Over the last few weeks/months I’ve noticed something on our VMware Infrastructure cluster. All of the servers that we converted from physical to virtual servers use up much more CPU and total memory than equivalently taxed pure virtual machines doing the same tasks.
I have 2 examples:
Our old file server runs Windows 2000 Advanced Server. It is a file server for profiles and user home drives, for staff only. It is probably the biggest offender of CPU alerts in Virtual Center out of 14 virtual machines. As a comparison, I have a new pure virtual machine that runs Windows Server 2003 R2 Enterprise that also acts as a file server. It hums along using single digit CPU usage all of the time. It has far more active connections and bandwidth usage during the day than the old server. I really can’t explain it. If I remote into the old server and look at the task manager, there’s no process using a lot of CPU or anything out of the ordinary.

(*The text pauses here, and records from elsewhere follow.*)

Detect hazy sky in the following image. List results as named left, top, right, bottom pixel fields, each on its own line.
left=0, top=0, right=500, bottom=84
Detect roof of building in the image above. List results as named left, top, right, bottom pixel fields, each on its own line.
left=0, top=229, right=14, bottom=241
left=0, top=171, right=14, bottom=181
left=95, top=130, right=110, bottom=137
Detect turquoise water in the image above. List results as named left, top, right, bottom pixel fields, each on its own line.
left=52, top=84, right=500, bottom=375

We also have an old domain controller/print server/dns/wins/Cisco ACS agent server that runs the same way, but a little less severely. I have removed all but its Print and ACS Agent roles, and it still goes ‘red’ due to CPU usage a few times a day. All students are printing to a new Windows Server 2003 R2 print server, and it feels much faster. I’ve even started using it myself instead of the old server.

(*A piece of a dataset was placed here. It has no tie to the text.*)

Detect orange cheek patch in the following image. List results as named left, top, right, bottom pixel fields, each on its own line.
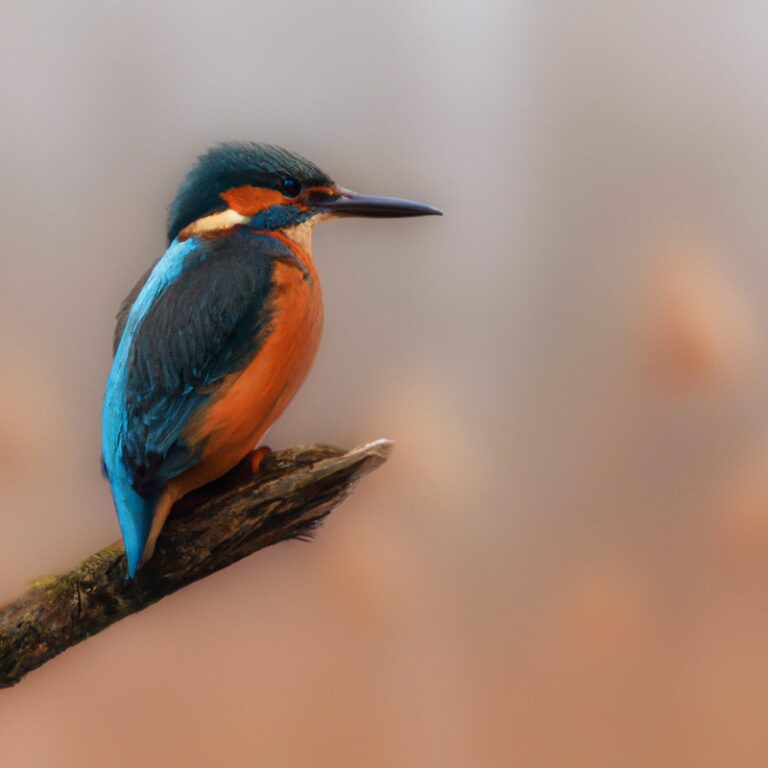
left=221, top=185, right=286, bottom=216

After the P2V process, I removed all software not necessary to the server’s task. It could be just garbage on the servers that I can’t see making them more resource hungry. In my opinion P2V only started the task of allowing us to consolidate and decommission servers that were going to become a liability, without going through the pain of migrating data and services. The migration will still need to happen, but it will let us migrate at a time when we will able to give it the attention it will require.
One thing that people should be aware of, in case they already aren’t, a very simple and sometimes overlooked thing during a P2V process is to make sure that any specific hardware vendor software, drivers, etc. are removed or uninstalled once migrated over to a virtual machine. I’ve had the case a few times where I left something from the hardware vendor, and although it didn’t fail on boot, I noticed that it would creep up on me over time and either blue screen me after months of being up, or would cause a higher than normal CPU or RAM issue. Just an FYI. Great articles, very useful.

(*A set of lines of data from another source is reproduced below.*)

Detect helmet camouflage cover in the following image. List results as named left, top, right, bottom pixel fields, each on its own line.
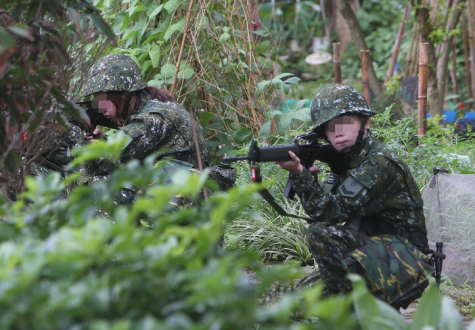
left=310, top=84, right=376, bottom=131
left=83, top=54, right=147, bottom=96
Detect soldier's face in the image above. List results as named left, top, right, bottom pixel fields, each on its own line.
left=325, top=116, right=369, bottom=150
left=92, top=93, right=117, bottom=121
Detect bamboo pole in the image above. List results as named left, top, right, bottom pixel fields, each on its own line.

[...] I have been trying to ‘fix’ the issues I had discussed in the original posting about our servers which had undergone with Physical to Virtual migration. [...]
That sounds interesting but not very objective to come to any conclusions.
Someone would need to do a benchmark of a new setup VM against a P2V one.
It would also be interesting to know if there is a difference from what physical machine it has been virtualized. Maybe that could help pinpoint a possible cause. Of course in such a test both setups should run the exact same OS, patches and applications.